小脳のふらつきを少し和らげるお薬として、セレジストというお薬が良く使われます。
セレジストは、TRH(甲状腺刺激ホルモン放出ホルモン)の働きを持つ合成薬物です。
以前は、ヒルトニンという同じTRHの働きをもつ注射薬が用いられていました。
甲状腺の機能と小脳の働きが関係あるのでしょうか?
TRHの小脳失調への効果は、ローリングマウスナゴヤ への効果があるところから発見されました。
ローリングマウスとは、遺伝性の『すぐ転んでしまう(ローリング)マウス』というところからつけられました。
TRHは生体内ではもともと、甲状腺刺激ホルモンを出させるホルモンで限局したところにだけ働くものです。
ところが、外部から投与すると、脳のいろいろなところに働いて、小脳症状を和らげると考えられています。
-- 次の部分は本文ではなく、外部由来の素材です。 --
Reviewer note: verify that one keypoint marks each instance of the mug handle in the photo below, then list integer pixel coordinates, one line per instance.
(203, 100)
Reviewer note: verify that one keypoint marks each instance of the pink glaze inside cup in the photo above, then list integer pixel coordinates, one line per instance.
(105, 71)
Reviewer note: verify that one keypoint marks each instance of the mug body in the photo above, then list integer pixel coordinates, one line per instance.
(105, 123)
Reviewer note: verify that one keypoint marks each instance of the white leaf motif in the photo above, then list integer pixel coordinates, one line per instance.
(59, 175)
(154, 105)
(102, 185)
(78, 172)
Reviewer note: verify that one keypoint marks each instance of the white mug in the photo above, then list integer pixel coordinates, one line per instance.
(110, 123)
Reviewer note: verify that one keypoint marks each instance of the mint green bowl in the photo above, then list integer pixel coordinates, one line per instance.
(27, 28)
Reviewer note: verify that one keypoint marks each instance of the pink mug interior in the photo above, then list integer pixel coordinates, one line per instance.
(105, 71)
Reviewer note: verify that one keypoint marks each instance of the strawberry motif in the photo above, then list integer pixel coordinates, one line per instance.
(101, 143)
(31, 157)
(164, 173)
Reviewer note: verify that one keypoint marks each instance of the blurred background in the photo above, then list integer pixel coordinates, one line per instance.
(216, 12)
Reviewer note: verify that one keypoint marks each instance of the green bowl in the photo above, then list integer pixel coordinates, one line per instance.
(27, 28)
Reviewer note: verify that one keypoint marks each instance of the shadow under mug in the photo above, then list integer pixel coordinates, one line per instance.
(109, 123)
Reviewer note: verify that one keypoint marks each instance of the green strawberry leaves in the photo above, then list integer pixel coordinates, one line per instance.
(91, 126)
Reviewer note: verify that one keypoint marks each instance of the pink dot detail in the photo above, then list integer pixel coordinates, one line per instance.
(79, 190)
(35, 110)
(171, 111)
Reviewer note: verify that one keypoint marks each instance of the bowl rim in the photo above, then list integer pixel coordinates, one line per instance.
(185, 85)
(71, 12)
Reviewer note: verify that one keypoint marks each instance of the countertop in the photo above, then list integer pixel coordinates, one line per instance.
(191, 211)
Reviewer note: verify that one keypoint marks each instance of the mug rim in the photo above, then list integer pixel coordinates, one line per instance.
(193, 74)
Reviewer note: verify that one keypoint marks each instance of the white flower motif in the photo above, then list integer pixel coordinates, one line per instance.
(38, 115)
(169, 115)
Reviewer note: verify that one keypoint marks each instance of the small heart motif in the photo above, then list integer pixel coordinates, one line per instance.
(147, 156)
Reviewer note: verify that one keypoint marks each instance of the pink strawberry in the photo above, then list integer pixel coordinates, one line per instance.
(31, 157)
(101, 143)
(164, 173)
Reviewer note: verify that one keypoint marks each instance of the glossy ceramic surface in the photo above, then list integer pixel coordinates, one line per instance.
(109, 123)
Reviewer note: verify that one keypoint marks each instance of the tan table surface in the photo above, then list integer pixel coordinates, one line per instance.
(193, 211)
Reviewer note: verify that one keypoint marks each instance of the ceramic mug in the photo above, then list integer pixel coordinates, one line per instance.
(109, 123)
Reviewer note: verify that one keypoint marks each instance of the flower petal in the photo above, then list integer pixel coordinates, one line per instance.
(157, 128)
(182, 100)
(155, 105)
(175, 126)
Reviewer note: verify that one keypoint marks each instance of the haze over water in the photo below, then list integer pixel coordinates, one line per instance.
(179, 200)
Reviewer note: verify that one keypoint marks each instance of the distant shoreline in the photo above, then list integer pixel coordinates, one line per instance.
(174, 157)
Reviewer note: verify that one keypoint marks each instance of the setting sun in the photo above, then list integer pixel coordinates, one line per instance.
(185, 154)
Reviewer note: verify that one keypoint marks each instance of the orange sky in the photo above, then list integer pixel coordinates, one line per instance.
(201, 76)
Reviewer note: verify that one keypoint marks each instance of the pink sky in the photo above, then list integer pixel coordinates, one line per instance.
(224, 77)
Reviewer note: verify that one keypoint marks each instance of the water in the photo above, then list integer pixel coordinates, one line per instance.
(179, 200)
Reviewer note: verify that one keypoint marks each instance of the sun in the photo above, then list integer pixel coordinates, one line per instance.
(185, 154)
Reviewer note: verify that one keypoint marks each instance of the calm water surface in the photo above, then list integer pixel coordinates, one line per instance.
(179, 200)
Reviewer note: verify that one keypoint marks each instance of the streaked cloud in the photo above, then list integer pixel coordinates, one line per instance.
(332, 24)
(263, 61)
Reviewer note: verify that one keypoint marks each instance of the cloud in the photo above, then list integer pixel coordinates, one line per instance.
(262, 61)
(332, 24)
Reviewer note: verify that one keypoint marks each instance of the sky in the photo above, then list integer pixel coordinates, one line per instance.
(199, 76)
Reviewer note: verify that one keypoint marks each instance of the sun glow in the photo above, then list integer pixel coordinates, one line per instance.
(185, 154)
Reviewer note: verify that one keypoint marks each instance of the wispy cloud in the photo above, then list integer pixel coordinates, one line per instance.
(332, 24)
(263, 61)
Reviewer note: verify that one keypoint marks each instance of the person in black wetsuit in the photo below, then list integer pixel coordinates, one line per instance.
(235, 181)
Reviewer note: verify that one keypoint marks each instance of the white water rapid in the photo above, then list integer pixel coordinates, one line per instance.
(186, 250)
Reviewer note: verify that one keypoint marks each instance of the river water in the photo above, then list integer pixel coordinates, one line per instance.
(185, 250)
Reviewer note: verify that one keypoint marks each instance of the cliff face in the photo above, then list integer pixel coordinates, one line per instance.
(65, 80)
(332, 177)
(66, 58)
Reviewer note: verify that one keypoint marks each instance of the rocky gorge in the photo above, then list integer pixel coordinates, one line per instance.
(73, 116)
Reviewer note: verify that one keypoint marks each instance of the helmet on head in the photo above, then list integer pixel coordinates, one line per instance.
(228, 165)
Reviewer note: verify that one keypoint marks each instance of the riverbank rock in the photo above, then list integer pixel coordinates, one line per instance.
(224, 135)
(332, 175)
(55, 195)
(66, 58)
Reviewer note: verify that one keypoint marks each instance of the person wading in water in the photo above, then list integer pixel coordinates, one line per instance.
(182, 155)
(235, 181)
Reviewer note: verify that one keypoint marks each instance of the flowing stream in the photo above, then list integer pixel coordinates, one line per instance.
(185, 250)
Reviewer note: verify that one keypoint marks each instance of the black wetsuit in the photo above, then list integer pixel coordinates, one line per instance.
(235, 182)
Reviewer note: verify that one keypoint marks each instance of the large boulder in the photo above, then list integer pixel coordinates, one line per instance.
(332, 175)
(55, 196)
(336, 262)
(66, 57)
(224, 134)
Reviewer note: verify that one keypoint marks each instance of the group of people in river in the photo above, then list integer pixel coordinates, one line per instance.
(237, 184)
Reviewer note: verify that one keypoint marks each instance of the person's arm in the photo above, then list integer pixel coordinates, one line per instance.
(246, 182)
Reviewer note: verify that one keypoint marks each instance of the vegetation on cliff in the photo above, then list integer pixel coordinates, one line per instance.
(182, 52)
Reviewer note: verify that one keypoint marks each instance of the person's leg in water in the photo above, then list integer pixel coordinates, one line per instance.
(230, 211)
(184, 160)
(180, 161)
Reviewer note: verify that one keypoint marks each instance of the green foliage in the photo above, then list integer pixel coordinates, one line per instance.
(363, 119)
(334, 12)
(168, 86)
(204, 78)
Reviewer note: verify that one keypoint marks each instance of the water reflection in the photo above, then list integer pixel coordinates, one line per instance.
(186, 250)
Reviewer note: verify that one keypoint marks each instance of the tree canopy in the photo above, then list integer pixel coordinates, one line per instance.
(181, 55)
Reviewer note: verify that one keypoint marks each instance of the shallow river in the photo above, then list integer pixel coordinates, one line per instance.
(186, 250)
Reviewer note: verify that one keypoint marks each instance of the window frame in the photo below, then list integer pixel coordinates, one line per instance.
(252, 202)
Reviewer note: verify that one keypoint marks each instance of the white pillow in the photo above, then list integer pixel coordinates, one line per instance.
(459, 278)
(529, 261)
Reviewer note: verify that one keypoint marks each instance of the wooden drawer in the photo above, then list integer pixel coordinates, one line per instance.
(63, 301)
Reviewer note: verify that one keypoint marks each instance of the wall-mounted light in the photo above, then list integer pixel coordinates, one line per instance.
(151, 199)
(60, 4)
Biol Pharm Bull. 1997 Jan;20(1):86-7. | s |
Kinoshita K, Yamamura M, Sugihara J.
この論文には、TRHがくっつくレセプターのある場所が脳に広く散在していることを示しています。
TRHはこのように脳の中のさまざまな神経を活性化し、いろいろな伝達物質を増やしたり制御したりして、小脳症状を和らげる作用を有しているのではないかと考えられています。